Cela a toujours été le cas même si, par moments, les
attaques ont été plus nombreuses et virulentes comme c’est sans doute le cas
actuellement.
Face à une telle déferlante de haine et de défiance à son
égard, sa réponse semble souvent complètement hors de la réalité, d’une
faiblesse coupable.
Dans un immobilisme et une inertie incompréhensibles, elle
semble méjuger et sous-estimer les menaces qui pèsent sur son existence même
dans une sorte d’incapacité constitutive.
Pire, elle semble être honteuse de ce qu’elle est.
Ainsi, on reste encore aujourd’hui assez sidéré par la
facilité déconcertante avec laquelle le fascisme et le nazisme ont pu s’imposer
dans deux pays démocratiques, l’Italie et l’Allemagne (le communisme, lui,
s’est quasiment toujours établi dans des pays qui n’étaient pas démocratiques).
De même, à notre époque, les succès et/ou la montée en
puissance des populistes et des extrémistes dans nombre de pays démocratiques
rend mal à l’aise et tend à faire penser que, peut-être, la démocratie n’a pas
la capacité de s’opposer à ses ennemis.
Alors, une question vient spontanément à l’esprit: est-elle
stupide?
Deux réponses semblent s’imposer:
La première est que la démocratie est fragile.
On ne le redira jamais assez, elle n’est pas un régime
«naturel» mais bien une construction culturelle qui permet à l’individu d’être
libre et égal dans un monde dominé généralement par l’asservissement et le
rapport de force.
Cette fragilité constitutive fait qu’elle est souvent
démunie face aux assauts et autres coups de main de ses adversaires qui
connaissent bien ses points faibles.
La deuxième est que la démocratie est, in fine, ce que nous
en faisons.
En clair, elle n’est qu’un kit de construction que nous
avons à notre disposition et que nous devons utiliser pour bâtir notre société
en regard des valeurs de référence qu’elle nous indique.
Le résultat de notre édifice n’est donc pas ce qu’est la
démocratie dans l’absolu mais bien ce que nous avons construit grâce à ce kit
et par rapport à ces valeurs, c’est-à-dire un système qui tend vers la
démocratie sans jamais se confondre totalement avec elle.
Mais, plus grave, nous pouvons assez facilement pervertir la
démocratie en instrumentalisant et pervertissant ses règles et ses principes,
même ses valeurs.
Cela peut être le fait de la majorité de la société mais
également de groupes particuliers (sans parler évidemment d’acteurs
extérieurs).
Dès lors, non, la démocratie n’est pas stupide mais naïve,
au bon sens du terme, une naïveté qui fait sa qualité.
Ce n’est donc pas à elle de nous protéger mais à nous de le
faire pour qu’elle nous délivre tous ses bienfaits.
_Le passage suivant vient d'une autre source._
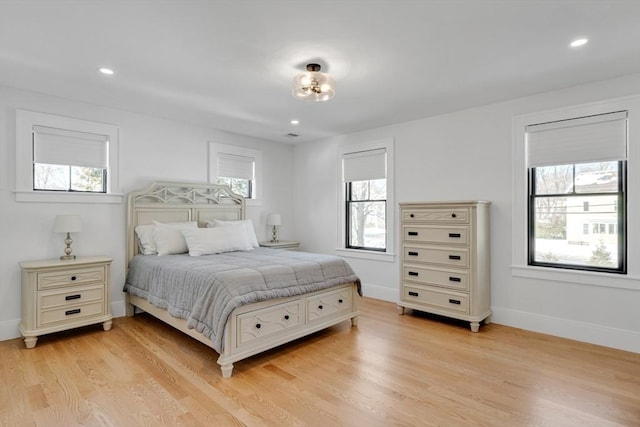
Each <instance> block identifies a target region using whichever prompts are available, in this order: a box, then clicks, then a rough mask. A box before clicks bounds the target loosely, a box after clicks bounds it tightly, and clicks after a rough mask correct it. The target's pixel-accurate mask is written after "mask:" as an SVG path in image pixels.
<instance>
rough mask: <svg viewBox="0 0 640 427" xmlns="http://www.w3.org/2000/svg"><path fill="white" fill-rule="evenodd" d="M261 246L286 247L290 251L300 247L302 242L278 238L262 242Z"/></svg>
mask: <svg viewBox="0 0 640 427" xmlns="http://www.w3.org/2000/svg"><path fill="white" fill-rule="evenodd" d="M260 246H262V247H263V248H271V249H286V250H288V251H296V250H298V248H299V247H300V242H296V241H294V240H278V241H277V242H271V241H266V242H260Z"/></svg>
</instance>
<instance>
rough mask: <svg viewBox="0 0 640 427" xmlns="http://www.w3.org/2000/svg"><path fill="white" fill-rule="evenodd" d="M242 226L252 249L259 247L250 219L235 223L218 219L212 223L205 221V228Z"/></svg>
mask: <svg viewBox="0 0 640 427" xmlns="http://www.w3.org/2000/svg"><path fill="white" fill-rule="evenodd" d="M237 225H242V228H243V230H244V232H245V234H246V236H247V239H249V243H251V246H253V247H254V248H257V247H259V246H260V245H259V244H258V239H257V238H256V232H255V230H254V229H253V222H252V221H251V220H250V219H241V220H236V221H222V220H219V219H214V220H213V221H207V228H211V227H228V226H237Z"/></svg>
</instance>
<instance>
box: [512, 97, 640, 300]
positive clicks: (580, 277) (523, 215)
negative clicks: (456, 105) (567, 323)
mask: <svg viewBox="0 0 640 427" xmlns="http://www.w3.org/2000/svg"><path fill="white" fill-rule="evenodd" d="M621 110H626V111H627V112H628V123H627V124H628V141H627V143H628V148H629V151H628V156H627V183H628V185H627V192H628V193H631V194H633V192H634V191H638V188H636V187H637V186H634V185H635V183H636V182H640V168H638V167H636V165H638V164H640V150H639V149H638V148H640V95H638V94H634V95H629V96H624V97H620V98H614V99H606V100H601V101H595V102H591V103H585V104H579V105H572V106H563V107H560V108H556V109H551V110H547V111H538V112H531V113H526V114H522V115H518V116H514V117H513V119H512V152H511V153H512V155H511V169H512V197H511V219H512V221H511V238H512V251H511V254H512V261H511V267H510V268H511V275H512V277H514V278H522V279H526V280H535V281H545V282H546V283H551V284H553V285H554V286H555V285H559V284H562V283H572V284H578V285H581V286H595V287H603V288H613V289H627V290H637V289H638V285H637V284H638V280H640V264H634V263H628V265H627V274H626V275H624V274H613V273H600V272H594V271H583V270H573V269H572V270H569V269H559V268H545V267H538V266H530V265H528V263H527V233H528V228H527V227H528V221H527V215H528V209H527V206H528V205H527V198H528V180H527V178H528V173H527V154H526V133H527V132H526V128H527V126H528V125H530V124H532V123H546V122H553V121H559V120H566V119H571V118H575V117H584V116H591V115H598V114H606V113H609V112H611V111H621ZM638 215H640V202H639V201H636V200H634V199H633V198H630V199H628V200H627V217H628V218H635V217H637V216H638ZM626 256H627V260H632V259H636V258H639V257H640V228H638V227H636V226H635V225H634V224H633V222H631V223H630V224H629V227H628V228H627V255H626Z"/></svg>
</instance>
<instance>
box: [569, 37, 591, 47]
mask: <svg viewBox="0 0 640 427" xmlns="http://www.w3.org/2000/svg"><path fill="white" fill-rule="evenodd" d="M588 41H589V39H576V40H574V41H572V42H571V44H570V46H571V47H580V46H584V45H585V44H587V42H588Z"/></svg>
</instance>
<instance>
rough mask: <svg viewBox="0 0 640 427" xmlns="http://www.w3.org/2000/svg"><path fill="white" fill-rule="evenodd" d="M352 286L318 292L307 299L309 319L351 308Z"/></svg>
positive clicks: (312, 318)
mask: <svg viewBox="0 0 640 427" xmlns="http://www.w3.org/2000/svg"><path fill="white" fill-rule="evenodd" d="M351 292H352V290H351V287H347V288H343V289H339V290H337V291H331V292H327V293H324V294H318V295H315V296H312V297H309V298H308V299H307V316H308V317H307V319H308V320H309V321H313V320H316V319H319V318H321V317H324V316H328V315H330V314H334V313H337V312H340V311H350V310H351V295H352V294H351Z"/></svg>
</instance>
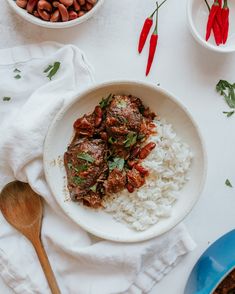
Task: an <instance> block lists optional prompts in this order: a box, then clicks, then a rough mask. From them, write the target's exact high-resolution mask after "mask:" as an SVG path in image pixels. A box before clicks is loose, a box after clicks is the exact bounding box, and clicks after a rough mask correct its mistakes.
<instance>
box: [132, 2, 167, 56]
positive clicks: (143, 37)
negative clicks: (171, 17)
mask: <svg viewBox="0 0 235 294" xmlns="http://www.w3.org/2000/svg"><path fill="white" fill-rule="evenodd" d="M166 1H167V0H164V1H163V2H162V3H161V4H160V5H159V6H157V8H156V9H155V10H154V12H153V13H152V14H151V15H150V16H149V17H148V18H146V20H145V22H144V25H143V28H142V31H141V33H140V38H139V46H138V52H139V53H141V52H142V50H143V48H144V45H145V43H146V40H147V37H148V35H149V32H150V29H151V27H152V25H153V16H154V14H155V13H156V12H157V11H158V9H159V8H160V7H161V6H162V5H163V4H164V3H165V2H166Z"/></svg>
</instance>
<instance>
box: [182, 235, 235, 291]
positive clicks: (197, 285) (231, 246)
mask: <svg viewBox="0 0 235 294" xmlns="http://www.w3.org/2000/svg"><path fill="white" fill-rule="evenodd" d="M234 268H235V230H233V231H231V232H229V233H227V234H226V235H224V236H222V237H221V238H220V239H218V240H217V241H216V242H214V243H213V244H212V245H211V246H210V247H209V248H208V249H207V250H206V251H205V252H204V253H203V255H202V256H201V257H200V259H199V260H198V262H197V263H196V265H195V266H194V268H193V270H192V272H191V273H190V276H189V279H188V281H187V284H186V287H185V290H184V294H211V293H213V291H214V290H215V289H216V288H217V286H218V285H219V284H220V282H222V280H223V279H224V278H225V277H226V276H227V275H228V274H229V273H230V272H231V271H232V270H233V269H234Z"/></svg>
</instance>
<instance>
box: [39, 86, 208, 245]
mask: <svg viewBox="0 0 235 294" xmlns="http://www.w3.org/2000/svg"><path fill="white" fill-rule="evenodd" d="M110 93H113V94H122V95H123V94H125V95H129V94H131V95H133V96H136V97H139V98H141V99H142V101H143V103H144V105H146V106H149V107H150V108H151V110H152V111H154V112H155V113H157V114H158V115H160V117H161V118H163V119H165V120H166V121H167V122H169V123H171V124H172V126H173V128H174V130H175V131H176V133H177V134H178V135H179V136H180V137H181V138H182V140H183V141H184V142H186V143H187V144H188V145H189V146H190V147H191V148H192V152H193V154H194V157H193V162H192V165H191V169H190V172H189V175H188V176H189V178H190V179H189V181H188V182H187V183H186V185H185V186H184V187H183V189H182V190H181V191H180V193H179V194H180V196H179V199H178V201H177V202H176V203H175V204H174V206H173V208H172V213H171V216H170V217H168V218H162V219H161V220H160V221H159V222H158V223H156V224H154V225H152V226H151V227H150V228H148V229H147V230H145V231H136V230H133V229H130V228H129V227H128V226H127V225H126V224H124V223H120V222H118V221H117V220H115V219H114V218H113V217H112V215H111V214H109V213H107V212H105V211H104V210H102V209H98V210H94V209H91V208H88V207H85V206H83V205H82V204H79V203H77V202H73V201H71V200H68V198H69V193H68V190H67V188H66V171H65V167H64V164H63V155H64V152H65V151H66V150H67V147H68V145H69V144H70V142H71V139H72V137H73V132H74V131H73V123H74V121H75V120H76V119H77V118H79V117H81V116H83V115H84V114H85V113H89V112H91V111H93V110H94V107H95V106H96V105H97V104H98V103H99V102H100V100H101V98H102V97H107V96H108V95H109V94H110ZM206 169H207V161H206V154H205V149H204V144H203V140H202V137H201V135H200V132H199V129H198V127H197V124H196V123H195V121H194V120H193V118H192V116H191V115H190V113H189V112H188V110H187V109H186V108H185V107H184V106H183V105H182V104H181V103H180V102H179V101H178V100H177V98H175V97H174V96H173V95H171V94H169V93H168V92H166V91H164V90H162V89H160V88H159V87H157V86H155V85H152V84H147V83H143V82H135V81H116V82H109V83H105V84H101V85H97V86H93V87H92V88H90V89H89V90H87V91H85V92H83V93H81V94H78V95H75V96H74V97H73V99H72V100H70V102H69V103H68V104H67V105H66V106H65V107H64V108H63V109H62V110H61V111H60V112H59V113H58V114H57V116H56V117H55V119H54V121H53V123H52V124H51V126H50V128H49V131H48V134H47V137H46V141H45V148H44V170H45V175H46V179H47V182H48V184H49V186H50V188H51V191H52V193H53V194H54V197H55V198H56V200H57V202H58V203H59V205H60V206H61V208H62V209H63V210H64V212H65V213H66V214H67V215H68V216H69V217H70V218H71V219H72V220H73V221H74V222H75V223H77V224H78V225H79V226H80V227H82V228H83V229H85V230H86V231H88V232H90V233H91V234H94V235H96V236H98V237H101V238H104V239H109V240H113V241H119V242H137V241H142V240H147V239H150V238H153V237H155V236H158V235H161V234H163V233H165V232H167V231H169V230H170V229H172V228H173V227H174V226H176V225H177V224H178V223H179V222H180V221H182V220H183V219H184V218H185V217H186V215H187V214H188V213H189V212H190V211H191V209H192V208H193V206H194V205H195V203H196V201H197V200H198V198H199V196H200V193H201V191H202V188H203V185H204V181H205V176H206Z"/></svg>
C’est à nous d’être les gardiens de la démocratie dans une
mobilisation et une vigilance constantes et non de considérer qu’elle est un
roc indestructible et une donnée intangible, ce qu’elle n’est pas et ne sera
jamais.
Dans ce troisième millénaire naissant, les défis qui sont
devant elle sont vertigineux et elle ne pourra les relever que si elle est sans
cesse fortifiée par notre volonté de vivre libres et égaux, solidaires et
tolérants dans le respect de la dignité de chacun.
Sinon, elle mourra.
Jamais de sa faute mais uniquement de la nôtre.
Jamais de sa stupidité mais de notre imbécillité.
Avec cette autre question métaphysique et angoissante:
l’humain mérite-t-il vraiment la démocratie?